Once the country’s most influential publishing company, the NSTP group was bought over by Media Prima in 2009.
Last year, Media Prima sold Balai Berita, the building housing the NSTP’s central operations in Bangsar and its main printing plant in Shah Alam, Selangor to PNB Development Berhad for RM280 million.
Malaysia’s media industry has been struggling financially in recent years.
In the digital age traditional media is struggling to adapt their business models to survive in the new electronic world.
Increasing numbers of skilled employees are the collateral damage of this unevenly matched battle between print and digital media. As hard copies disappear from the nation’s trains, waiting rooms and office desks, thousands of workers are finding themselves redundant.
Ex-reporters who used to chase stories on the streets of Malaysia’s cities now find themselves slogging along those same streets trying to find other jobs to survive.
They are the fallout from the decline of legacy print media in the digital age.
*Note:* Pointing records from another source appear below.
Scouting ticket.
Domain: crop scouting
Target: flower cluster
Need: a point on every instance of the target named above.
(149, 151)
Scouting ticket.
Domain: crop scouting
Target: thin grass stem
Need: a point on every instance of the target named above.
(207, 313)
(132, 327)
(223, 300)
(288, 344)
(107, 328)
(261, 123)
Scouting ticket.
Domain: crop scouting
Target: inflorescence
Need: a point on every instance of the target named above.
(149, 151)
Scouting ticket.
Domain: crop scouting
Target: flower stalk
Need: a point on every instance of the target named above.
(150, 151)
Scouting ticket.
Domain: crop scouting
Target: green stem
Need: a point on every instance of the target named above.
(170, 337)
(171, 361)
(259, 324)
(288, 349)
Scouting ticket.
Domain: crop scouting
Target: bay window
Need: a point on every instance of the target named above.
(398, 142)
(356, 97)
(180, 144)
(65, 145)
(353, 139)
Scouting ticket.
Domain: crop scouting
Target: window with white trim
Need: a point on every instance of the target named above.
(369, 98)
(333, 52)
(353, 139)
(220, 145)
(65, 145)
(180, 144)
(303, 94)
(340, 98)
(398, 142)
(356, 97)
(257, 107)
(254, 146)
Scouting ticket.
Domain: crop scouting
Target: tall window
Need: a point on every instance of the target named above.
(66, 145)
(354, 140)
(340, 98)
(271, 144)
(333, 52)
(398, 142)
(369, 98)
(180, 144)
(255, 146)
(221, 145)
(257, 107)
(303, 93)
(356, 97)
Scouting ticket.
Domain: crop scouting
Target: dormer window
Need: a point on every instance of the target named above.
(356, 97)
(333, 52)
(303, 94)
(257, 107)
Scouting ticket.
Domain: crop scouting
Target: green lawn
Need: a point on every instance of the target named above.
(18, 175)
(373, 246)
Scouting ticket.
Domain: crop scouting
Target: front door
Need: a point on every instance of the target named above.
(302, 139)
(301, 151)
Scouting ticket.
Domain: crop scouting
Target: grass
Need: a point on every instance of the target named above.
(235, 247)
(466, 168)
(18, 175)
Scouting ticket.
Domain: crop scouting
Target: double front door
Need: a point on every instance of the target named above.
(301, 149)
In the recent turmoil of Utusan Malaysia’s on-again off-again attempts to survive, hundreds of journalists now find themselves out of a job.
They have to earn a living somehow. It’s not unusual for ex-employees to run into each other peddling kitchen utensils or perfume from their car boots on the streets.
Earlier this year, Malaysia’s oldest Bahasa Melayu newspaper, Utusan Malaysia, was forced to shut down due to insolvency and left hundreds jobless overnight.
It struggled to pay staff salaries in the final months of its career and still owes back pay to many. Even those who opted for an earlier voluntary separation scheme have not been fully compensated.